Double Take: Simone Charley Stands Out on Two Vanderbilt Teams

PHOTOS BY STEVE GREEN AND JOE HOWELL
PHOTOS BY STEVE GREEN AND JOE HOWELL

 

One of her coaches compares her to two-sport icons like Bo Jackson and Deion Sanders. Some folks in Vanderbilt athletics claim she is the best female athlete in school history. Simone Charley, however, isn’t interested in such talk.

“I can’t accept any of that,” says Charley, a second-team All-SEC pick in women’s soccer and a two-time first-team All-American in track in the triple-jump. “I am a product of all the people who help me, who push me, who coach me. I have an amazing support system.”

Other collegiate athletes play multiple sports, but few—if any—emerge as the best athlete on two teams in a conference as competitive as the SEC.

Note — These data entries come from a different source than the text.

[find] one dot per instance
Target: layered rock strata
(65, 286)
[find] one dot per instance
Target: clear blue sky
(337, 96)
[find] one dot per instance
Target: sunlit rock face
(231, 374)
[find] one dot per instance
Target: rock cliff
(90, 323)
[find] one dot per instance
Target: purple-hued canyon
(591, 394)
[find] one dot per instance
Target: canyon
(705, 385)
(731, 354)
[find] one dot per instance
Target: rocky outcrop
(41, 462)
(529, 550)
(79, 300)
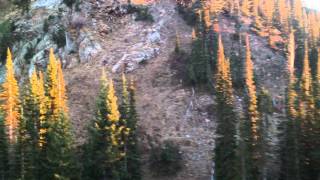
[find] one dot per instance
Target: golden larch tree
(251, 92)
(43, 109)
(292, 95)
(61, 99)
(10, 99)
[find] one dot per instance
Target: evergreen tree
(226, 165)
(4, 153)
(307, 137)
(250, 127)
(289, 148)
(198, 65)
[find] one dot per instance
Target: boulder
(88, 49)
(49, 4)
(154, 37)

“The commitment she has to both sports is spectacular,” says Darren Ambrose, who completed his first season as women’s soccer coach in November. “It’s a credit to her that she is able to balance this, and it’s not just at any SEC school—it’s at Vanderbilt.”

Charley, a native of Birmingham, Alabama, and the cousin of former Vanderbilt football player Damien Charley, BS’99, came to Vanderbilt on a soccer scholarship but is even more accomplished in the triple-jump. She finished fourth in the nation at the Indoor NCAA Championships last March and, three months later, followed up with a third-place finish at the Outdoor Championships in Eugene, Oregon.

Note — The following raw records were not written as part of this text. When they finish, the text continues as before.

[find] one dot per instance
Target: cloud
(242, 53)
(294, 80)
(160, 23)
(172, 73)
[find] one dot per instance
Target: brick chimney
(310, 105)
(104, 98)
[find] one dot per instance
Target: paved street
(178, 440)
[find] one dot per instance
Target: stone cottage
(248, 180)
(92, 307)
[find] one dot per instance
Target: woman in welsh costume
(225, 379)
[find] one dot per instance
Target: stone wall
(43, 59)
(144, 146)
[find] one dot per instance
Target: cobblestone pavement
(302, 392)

“She is an unbelievable athlete,” says Vanderbilt jumps coach Clark Humphreys. “It’s very rare to be able to do what she does. The time demands are incredible. She has to be ‘on’ for nine months of the year.”

Charley, who double majors in psychology and sociology, competes at an elite level in both sports, but it’s fair to ask: Would she be even better if she focused on one discipline?

“Obviously, that’s something I have thought about, especially when there are certain things I really want to work on,” she says. “But I am so blessed to be able to do both here at Vanderbilt. I have such great teammates and coaches. It’s a big family—or, really, two families.”